[haiku-development] Re: Question About Accelerated Drawing Functions

  • From: Stephan Assmus <superstippi@xxxxxx>
  • To: haiku-development@xxxxxxxxxxxxx
  • Date: Wed, 14 May 2008 22:32:17 +0200

Gerald Zajac wrote:
> While testing the new S3 Video Driver, I happened to notice that the 
> accelerated drawing functions are used only when the color depth is 32 
> bits.  I'm wondering why the accelerated drawing functions are not used 
> when the color depth is 8 or 16 bits.  Since the S3 driver supports 32 
> bit color on only the Savage chips, it would be nice to have accelerated 
> drawing for the Virge and Trio chips where the driver supports only 8 and 
> 16 bit colors.

The reason is that app_server has to do a lot of drawing itself, for which 
there are no accelerated driver functions. It was the easiest way to only 
implement all that drawing stuff for 32 bits.
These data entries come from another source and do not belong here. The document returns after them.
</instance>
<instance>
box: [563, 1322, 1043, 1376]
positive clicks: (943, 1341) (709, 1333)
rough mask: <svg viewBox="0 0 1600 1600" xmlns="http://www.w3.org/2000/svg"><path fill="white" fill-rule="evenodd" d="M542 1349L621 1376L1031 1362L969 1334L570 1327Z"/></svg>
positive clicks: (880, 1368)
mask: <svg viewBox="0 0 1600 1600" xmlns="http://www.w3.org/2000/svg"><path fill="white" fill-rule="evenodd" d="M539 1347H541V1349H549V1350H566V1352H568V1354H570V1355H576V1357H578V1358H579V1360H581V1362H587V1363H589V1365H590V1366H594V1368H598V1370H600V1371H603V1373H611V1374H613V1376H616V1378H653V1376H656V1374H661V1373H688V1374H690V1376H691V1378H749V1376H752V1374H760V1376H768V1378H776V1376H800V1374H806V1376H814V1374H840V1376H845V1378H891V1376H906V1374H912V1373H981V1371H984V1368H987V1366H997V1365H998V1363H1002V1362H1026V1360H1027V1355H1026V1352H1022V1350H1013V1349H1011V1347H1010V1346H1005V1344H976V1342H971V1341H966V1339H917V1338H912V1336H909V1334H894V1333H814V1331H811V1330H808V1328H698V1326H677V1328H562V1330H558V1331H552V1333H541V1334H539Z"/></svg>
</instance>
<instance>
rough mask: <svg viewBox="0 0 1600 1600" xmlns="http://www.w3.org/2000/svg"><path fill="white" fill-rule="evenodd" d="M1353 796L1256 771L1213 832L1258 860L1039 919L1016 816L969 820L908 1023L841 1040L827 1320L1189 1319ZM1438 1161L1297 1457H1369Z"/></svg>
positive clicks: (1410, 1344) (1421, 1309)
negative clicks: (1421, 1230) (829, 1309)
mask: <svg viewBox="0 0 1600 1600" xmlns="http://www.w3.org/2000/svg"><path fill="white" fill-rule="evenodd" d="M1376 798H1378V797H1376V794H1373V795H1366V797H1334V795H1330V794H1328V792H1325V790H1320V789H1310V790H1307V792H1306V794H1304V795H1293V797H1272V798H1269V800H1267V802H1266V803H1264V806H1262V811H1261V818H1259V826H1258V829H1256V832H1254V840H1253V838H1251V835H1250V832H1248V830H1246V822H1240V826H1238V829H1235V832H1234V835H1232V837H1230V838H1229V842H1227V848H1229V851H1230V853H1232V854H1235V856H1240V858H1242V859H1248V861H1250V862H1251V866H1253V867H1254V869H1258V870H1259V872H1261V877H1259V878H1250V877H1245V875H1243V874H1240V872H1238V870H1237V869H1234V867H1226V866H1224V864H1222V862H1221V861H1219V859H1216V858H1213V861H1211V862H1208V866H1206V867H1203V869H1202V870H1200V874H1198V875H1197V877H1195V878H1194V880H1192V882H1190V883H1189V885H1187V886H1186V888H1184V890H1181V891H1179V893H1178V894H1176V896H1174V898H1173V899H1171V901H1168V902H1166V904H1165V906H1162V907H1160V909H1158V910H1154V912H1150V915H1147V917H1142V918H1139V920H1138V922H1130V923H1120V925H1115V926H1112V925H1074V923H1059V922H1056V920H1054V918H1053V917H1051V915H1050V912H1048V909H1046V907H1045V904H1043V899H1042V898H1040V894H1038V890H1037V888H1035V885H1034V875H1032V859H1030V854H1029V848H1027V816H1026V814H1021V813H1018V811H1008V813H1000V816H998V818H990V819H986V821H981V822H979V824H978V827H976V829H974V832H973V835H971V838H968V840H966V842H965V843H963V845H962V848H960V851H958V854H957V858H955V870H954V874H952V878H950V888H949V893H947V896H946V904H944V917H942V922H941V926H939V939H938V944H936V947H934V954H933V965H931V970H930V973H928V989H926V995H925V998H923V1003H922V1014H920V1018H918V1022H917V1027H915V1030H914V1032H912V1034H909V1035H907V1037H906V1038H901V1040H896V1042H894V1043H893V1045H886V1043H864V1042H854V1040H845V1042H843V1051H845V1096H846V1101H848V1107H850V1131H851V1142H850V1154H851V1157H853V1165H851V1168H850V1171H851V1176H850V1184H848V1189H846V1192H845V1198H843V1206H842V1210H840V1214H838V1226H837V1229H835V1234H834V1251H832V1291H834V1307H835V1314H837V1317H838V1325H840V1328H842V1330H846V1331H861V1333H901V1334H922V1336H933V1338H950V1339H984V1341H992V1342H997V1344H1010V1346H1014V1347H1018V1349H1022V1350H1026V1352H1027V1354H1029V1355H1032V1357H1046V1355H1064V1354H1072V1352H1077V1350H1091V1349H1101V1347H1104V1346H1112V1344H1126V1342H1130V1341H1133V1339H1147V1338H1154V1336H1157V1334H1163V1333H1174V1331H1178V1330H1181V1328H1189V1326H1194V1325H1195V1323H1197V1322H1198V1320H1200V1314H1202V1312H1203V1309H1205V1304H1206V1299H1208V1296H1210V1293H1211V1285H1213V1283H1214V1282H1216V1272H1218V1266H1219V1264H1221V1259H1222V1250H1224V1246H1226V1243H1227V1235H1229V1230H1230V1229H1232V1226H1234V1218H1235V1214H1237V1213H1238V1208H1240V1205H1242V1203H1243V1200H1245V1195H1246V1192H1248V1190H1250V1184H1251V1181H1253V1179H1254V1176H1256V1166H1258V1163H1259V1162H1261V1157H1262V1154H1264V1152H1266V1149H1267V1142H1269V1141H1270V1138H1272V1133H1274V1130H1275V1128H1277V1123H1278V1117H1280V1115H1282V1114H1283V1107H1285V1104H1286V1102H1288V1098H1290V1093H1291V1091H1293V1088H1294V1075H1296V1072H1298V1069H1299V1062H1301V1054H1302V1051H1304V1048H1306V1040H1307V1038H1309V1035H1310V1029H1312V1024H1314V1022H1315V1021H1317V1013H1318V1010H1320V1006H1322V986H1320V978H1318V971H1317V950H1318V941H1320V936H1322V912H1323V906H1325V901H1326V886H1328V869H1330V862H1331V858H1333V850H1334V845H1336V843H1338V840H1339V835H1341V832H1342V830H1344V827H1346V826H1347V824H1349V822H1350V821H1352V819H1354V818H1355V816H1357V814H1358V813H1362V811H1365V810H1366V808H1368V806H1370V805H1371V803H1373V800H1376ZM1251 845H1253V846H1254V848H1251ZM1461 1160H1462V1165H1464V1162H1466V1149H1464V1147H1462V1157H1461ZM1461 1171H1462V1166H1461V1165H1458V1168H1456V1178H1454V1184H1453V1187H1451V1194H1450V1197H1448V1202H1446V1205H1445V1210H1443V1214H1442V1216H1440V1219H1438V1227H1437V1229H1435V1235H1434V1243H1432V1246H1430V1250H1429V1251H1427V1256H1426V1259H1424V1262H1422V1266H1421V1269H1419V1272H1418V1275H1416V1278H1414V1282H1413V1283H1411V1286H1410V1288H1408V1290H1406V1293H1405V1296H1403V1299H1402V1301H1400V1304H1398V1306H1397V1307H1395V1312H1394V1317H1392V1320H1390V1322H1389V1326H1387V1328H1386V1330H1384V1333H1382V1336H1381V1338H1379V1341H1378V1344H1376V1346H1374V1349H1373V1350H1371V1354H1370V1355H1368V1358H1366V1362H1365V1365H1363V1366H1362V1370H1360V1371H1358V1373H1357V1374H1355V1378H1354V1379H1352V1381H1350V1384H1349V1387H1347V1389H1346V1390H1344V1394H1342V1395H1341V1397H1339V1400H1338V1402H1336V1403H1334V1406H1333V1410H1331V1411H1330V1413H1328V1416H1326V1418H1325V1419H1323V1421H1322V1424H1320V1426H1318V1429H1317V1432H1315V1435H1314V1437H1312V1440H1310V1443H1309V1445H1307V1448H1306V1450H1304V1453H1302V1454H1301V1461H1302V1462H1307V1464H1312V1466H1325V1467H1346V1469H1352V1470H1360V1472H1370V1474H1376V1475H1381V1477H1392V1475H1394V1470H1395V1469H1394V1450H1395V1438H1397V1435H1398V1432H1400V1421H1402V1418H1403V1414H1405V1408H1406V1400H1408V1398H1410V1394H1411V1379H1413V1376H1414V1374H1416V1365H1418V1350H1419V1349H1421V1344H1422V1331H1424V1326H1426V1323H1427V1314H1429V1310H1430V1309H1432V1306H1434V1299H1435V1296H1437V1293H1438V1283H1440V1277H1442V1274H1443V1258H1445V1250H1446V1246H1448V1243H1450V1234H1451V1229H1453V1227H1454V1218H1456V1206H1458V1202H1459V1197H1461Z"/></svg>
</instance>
For drawing on non-32 bit 
surfaces, I am simply using double buffering, where the drawing (back) 
buffer is converted to the color space of the visible (front) buffer on the 
fly.

At first, I did this because I wanted to get everything working sooner. But 
after some experience with graphics memory <-> main memory and color space 
conversion, I am wondering if what I am doing now isn't the more efficient 
solution anyways. When doing this "properly", with real support for the 
other colorspaces, the conversion would go in two directions, instead of 
one, and there would be reads from video memory. So while solid fill rects, 
rect inversion and copy bits would be faster on very old hardware if the 
graphics card does this instead of the CPU, any other drawing (for example 
text rendering) will definitely be much slower then it is now. If not for 
the additional overhead of more conversion, then definitely because of 
reading the video memory. Another pro argument for doing the double 
buffering is that Haiku is then almost flicker free, since it delays any 
back to front copies until a BView finished drawing. When rendering text 
against a background for example, this means the same area is only written 
once to the video memory.

At the moment, I don't have a good overview of how these pros and cons 
would balance on an old system. What is your impression, how does Haiku 
feel on such hardware without acceleration?

> BTW, I plan to submit this S3 driver in a few days.  I have completed 
> testing on the hardware that I have, and have asked a few other people to 
> test it on hardware that I do not have.  If they do not find any 
> problems, I will submit the driver source code to the project.

Nice! Thanks for all your work on this!